Beispiel Europapolitik: Italien müsse wieder von Europas Schüler, der vor allem „seine Hausaufgaben machen“ soll (Merkel lässt grüßen), zu Europas Lehrmeister werden, der gleiche Regeln durchsetze, vom Arbeitsmarkt bis zur Verteidigung, und dem Europa in Fällen wie Lampedusa zu Hilfe komme. Fromme Wünsche, bei denen ebenfalls offen bleibt, wie sie z.B. gegen Deutschland durchgesetzt werden sollen.
Weichspülen, undeutlich bleiben, gezielt anecken
Beispiel Bossi-Fini-Gesetz, das die Einwanderung erschwert bzw. kriminalisiert und vor allem in den letzten Wochen durch die Lampedusa-Toten in Verruf geriet. Renzi sagt, das Gesetz habe „nicht funktioniert“. Klingt so, als ob er auch dagegen sei. Aber die Frage, in welche Richtung es zu verändern sei – eine liberalere Immigrationspolitik oder eine noch perfektere Abschottung -, bleibt offen.

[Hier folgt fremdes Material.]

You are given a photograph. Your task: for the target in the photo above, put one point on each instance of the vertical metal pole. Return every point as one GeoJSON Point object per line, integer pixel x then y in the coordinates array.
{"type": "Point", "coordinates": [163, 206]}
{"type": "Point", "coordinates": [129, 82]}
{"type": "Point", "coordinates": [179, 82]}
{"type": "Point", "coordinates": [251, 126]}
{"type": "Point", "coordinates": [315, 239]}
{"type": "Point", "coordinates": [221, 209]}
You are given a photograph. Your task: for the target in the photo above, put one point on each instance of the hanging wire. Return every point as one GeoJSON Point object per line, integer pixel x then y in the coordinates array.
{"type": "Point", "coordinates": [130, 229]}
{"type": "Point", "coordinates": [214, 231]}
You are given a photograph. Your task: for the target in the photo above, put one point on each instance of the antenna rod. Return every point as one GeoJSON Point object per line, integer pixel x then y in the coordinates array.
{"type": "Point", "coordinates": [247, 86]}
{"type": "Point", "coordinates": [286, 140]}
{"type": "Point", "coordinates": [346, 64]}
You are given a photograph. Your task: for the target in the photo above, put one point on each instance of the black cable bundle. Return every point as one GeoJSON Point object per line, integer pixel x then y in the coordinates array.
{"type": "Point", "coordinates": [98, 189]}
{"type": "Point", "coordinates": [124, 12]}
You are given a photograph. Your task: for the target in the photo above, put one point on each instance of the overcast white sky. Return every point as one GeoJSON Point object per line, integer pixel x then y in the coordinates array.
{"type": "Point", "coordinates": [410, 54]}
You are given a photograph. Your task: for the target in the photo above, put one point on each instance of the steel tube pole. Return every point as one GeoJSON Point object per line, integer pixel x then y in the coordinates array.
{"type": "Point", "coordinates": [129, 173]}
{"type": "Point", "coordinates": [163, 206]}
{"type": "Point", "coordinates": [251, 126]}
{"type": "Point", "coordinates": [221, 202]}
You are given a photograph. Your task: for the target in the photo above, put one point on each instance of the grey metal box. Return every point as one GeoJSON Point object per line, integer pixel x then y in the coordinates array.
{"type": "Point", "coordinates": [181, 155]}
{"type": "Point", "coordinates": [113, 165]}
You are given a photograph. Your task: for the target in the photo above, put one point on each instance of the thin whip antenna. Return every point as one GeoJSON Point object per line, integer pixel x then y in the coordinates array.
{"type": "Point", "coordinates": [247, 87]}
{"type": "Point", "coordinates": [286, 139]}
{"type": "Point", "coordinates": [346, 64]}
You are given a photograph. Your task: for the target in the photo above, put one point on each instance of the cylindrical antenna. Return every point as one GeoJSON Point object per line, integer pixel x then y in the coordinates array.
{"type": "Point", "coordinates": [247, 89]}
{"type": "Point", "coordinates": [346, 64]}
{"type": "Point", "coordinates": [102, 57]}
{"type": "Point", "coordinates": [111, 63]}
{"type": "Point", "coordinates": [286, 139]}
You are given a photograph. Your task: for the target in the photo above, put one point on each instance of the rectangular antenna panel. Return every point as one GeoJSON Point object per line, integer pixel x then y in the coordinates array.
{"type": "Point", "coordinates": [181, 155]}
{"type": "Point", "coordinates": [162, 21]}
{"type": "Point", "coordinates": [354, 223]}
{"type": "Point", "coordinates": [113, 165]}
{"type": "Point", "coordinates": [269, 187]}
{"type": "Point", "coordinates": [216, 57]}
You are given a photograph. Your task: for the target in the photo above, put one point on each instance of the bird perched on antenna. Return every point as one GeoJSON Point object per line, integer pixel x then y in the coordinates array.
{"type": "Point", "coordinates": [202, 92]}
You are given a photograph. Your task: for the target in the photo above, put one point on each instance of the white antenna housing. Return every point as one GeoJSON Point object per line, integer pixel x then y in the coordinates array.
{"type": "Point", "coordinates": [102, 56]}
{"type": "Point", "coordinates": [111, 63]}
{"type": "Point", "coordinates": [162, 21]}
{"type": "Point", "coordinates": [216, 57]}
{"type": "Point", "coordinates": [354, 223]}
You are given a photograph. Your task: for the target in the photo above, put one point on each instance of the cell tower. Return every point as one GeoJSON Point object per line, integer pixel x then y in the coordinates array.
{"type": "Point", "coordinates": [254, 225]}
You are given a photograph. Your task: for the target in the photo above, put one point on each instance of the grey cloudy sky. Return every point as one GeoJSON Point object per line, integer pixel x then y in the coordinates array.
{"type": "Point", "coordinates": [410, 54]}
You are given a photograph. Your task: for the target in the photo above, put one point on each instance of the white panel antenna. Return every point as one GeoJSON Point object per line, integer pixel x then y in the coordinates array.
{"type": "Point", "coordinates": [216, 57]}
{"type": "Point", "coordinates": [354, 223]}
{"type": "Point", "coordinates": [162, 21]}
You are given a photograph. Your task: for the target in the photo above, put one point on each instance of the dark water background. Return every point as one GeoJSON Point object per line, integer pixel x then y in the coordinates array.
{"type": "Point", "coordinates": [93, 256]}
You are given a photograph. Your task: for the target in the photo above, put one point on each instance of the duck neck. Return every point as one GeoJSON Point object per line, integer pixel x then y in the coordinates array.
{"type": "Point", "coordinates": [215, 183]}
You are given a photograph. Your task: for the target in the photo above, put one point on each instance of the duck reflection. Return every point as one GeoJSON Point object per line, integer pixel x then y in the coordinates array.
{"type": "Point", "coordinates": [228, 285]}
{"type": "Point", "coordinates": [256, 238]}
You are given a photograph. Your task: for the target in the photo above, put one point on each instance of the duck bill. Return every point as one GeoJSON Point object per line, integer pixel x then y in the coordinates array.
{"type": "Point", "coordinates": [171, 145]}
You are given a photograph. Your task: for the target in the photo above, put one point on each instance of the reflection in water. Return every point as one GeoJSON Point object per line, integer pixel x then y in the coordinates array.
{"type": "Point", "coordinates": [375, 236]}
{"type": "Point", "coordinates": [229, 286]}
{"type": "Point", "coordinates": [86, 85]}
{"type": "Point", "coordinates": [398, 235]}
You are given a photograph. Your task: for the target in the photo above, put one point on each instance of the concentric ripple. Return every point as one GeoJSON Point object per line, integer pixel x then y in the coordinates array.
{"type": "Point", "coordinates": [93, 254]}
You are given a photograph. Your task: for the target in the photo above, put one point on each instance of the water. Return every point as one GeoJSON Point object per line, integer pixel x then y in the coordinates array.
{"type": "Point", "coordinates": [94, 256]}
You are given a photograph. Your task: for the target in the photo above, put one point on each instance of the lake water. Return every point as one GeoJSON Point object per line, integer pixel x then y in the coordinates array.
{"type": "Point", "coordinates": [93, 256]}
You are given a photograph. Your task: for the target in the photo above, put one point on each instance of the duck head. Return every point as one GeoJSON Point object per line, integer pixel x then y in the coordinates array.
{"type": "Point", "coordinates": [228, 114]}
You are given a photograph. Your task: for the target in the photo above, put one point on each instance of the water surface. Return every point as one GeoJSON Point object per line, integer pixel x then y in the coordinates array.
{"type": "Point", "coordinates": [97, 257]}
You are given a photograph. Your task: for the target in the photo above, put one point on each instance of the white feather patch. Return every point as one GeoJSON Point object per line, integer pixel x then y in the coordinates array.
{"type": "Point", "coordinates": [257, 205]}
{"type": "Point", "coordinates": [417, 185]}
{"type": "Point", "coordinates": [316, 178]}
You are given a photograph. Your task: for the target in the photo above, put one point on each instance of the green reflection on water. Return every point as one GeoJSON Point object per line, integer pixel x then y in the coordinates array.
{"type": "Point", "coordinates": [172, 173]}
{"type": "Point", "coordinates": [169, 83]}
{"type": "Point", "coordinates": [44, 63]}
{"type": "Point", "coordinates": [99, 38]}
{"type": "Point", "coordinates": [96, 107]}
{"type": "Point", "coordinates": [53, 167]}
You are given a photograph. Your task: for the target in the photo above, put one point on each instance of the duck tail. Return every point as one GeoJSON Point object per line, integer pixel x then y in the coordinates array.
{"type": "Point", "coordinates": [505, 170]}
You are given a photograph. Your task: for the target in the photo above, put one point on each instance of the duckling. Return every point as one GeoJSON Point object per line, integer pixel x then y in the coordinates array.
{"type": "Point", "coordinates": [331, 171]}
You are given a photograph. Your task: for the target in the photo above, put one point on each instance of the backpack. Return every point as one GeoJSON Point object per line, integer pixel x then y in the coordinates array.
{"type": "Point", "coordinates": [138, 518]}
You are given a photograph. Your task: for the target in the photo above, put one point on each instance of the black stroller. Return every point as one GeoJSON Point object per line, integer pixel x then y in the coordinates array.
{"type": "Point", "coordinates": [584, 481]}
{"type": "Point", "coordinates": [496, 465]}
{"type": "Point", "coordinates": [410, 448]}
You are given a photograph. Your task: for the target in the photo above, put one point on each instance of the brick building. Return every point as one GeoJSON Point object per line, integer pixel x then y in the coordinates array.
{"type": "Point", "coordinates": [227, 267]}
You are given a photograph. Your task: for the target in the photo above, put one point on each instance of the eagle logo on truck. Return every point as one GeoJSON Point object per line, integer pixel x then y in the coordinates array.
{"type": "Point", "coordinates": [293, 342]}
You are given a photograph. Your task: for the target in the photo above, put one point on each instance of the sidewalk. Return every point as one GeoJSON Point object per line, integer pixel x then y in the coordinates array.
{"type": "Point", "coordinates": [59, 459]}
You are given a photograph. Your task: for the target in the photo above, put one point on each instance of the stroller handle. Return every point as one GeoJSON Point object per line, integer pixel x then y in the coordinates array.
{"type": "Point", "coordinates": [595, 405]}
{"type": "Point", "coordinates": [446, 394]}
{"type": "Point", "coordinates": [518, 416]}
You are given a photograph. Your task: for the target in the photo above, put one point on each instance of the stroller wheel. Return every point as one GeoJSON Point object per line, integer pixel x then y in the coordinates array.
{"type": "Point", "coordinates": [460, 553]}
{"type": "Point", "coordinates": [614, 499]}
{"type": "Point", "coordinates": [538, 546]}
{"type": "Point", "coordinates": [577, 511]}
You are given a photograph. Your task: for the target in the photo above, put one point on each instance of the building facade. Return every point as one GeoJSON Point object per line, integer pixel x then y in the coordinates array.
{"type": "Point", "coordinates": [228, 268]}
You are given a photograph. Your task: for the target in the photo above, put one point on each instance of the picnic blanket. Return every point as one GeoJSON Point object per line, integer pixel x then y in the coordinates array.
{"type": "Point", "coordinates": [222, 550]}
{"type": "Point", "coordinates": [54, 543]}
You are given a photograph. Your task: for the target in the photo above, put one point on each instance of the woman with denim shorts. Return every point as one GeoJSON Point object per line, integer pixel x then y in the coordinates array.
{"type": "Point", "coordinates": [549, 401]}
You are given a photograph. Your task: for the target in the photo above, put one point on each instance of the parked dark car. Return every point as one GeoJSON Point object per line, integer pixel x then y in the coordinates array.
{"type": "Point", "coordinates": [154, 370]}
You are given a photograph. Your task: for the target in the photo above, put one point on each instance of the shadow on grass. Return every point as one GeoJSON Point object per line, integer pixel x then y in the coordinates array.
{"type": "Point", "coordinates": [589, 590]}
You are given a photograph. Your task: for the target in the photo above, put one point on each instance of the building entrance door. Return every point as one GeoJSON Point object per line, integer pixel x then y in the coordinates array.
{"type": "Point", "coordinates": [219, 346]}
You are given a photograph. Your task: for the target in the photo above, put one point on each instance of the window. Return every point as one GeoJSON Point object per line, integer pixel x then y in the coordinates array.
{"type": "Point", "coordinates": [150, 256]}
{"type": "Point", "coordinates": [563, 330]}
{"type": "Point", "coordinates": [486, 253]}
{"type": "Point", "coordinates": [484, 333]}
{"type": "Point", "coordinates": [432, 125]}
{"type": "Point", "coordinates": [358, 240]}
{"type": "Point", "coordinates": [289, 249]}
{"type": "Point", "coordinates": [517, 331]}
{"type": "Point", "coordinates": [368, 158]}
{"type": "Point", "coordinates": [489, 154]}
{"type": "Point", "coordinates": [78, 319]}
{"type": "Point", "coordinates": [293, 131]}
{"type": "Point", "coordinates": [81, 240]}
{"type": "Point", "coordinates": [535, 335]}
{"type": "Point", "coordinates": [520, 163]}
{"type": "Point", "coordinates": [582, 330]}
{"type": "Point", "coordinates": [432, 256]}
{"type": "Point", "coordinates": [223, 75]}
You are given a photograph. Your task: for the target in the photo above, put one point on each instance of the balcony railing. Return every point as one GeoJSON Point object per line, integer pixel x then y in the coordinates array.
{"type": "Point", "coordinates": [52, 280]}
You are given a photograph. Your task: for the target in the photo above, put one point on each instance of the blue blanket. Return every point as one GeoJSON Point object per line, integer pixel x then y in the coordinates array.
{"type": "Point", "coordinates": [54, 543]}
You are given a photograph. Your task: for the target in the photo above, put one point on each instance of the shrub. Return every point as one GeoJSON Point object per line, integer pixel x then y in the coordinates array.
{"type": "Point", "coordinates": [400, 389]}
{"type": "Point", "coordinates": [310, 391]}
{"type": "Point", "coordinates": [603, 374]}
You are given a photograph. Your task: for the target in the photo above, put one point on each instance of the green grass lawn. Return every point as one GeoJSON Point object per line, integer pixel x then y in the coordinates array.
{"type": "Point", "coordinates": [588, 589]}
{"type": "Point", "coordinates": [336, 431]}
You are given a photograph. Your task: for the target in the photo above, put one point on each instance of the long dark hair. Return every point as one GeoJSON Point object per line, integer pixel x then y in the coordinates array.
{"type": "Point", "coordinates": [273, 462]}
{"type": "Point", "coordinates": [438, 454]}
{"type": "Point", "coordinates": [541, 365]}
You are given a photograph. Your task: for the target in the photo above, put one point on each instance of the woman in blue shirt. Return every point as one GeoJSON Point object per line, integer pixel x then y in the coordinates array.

Beispiel Arbeitsmarktpolitik: Bei der Einstellung neuer Arbeitskräfte müsse es weniger Vorschriften und Bürokratie geben und die Digitalisierung gefördert werden (zwei Tage später, bei einem Auftritt vor Unternehmern in Verona, steht das im Mittelpunkt). Die eigentliche „heiße“ Frage umgeht er: Sollen auch Entlassungen erleichtert werden, wie es Brüssel fordert?
Beispiel Amnestiegesetz, das eben Napolitano mit Nachdruck auf die Tagesordnung gesetzt hat: wegen menschenunwürdiger Zustände in den überfüllten Gefängnissen eine kurzfristige Amnestie, die Platz schafft. Ein Konflikt zwischen Legalismus und Menschenwürde, in dem sich Renzi überraschend eindeutig auf die Seite des Legalismus stellt, gegen Napolitano und einen Teil der eigenen Partei. Mit dem Verweis darauf, dass es eine solche Amnestie schon vor 7 Jahren gab, trifft er den wunden Punkt ihrer Befürworter. Aber er kennt offenbar auch die Umfragen, denen zufolge eine Mehrheit gegen die Amnestie ist.
Wenig zur PD
Und schließlich das Thema PD, von der viele (zu Recht) sagen, dass sie „reformiert“ werden müsse und für die er als Generalsekretär verantwortlich wäre. Hier scheint seine Diagnose auf den ersten Blick schonungslos: Die PD sei zu einer Partei der Rentner und des Öffentlichen Dienstes geworden. Aber sein Therapievorschlag fällt eher enttäuschend aus: Man müsse – auch in der PD – die Lehrer aufwerten. um ihnen „ihre Würde zurückzugeben“. Nicht falsch, aber als Antwort auf die Probleme der Partei – bürokratische Verkrustung, Abkapselung von den Bewegungen, nicht überall gegen Korruption gefeit – zu wenig.
Es sind die Umrisse eines Programms, in dem in Bari noch einiges fehlt (z.B. das Thema Steuern). Das Rezept scheint von Marketing-Fachleuten zu stammen: 1) Sich als Macher im Mainstream der öffentlichen Meinung präsentieren. 2) Ausweichen, wo man anecken könnte (Bossi-Fini). 3) Gelegentlich mal „Kante zeigen“, um sich gegen das Establishment zu profilieren, ohne aber den Mainstream zu verlassen (Amnestie). Erneuert das die PD?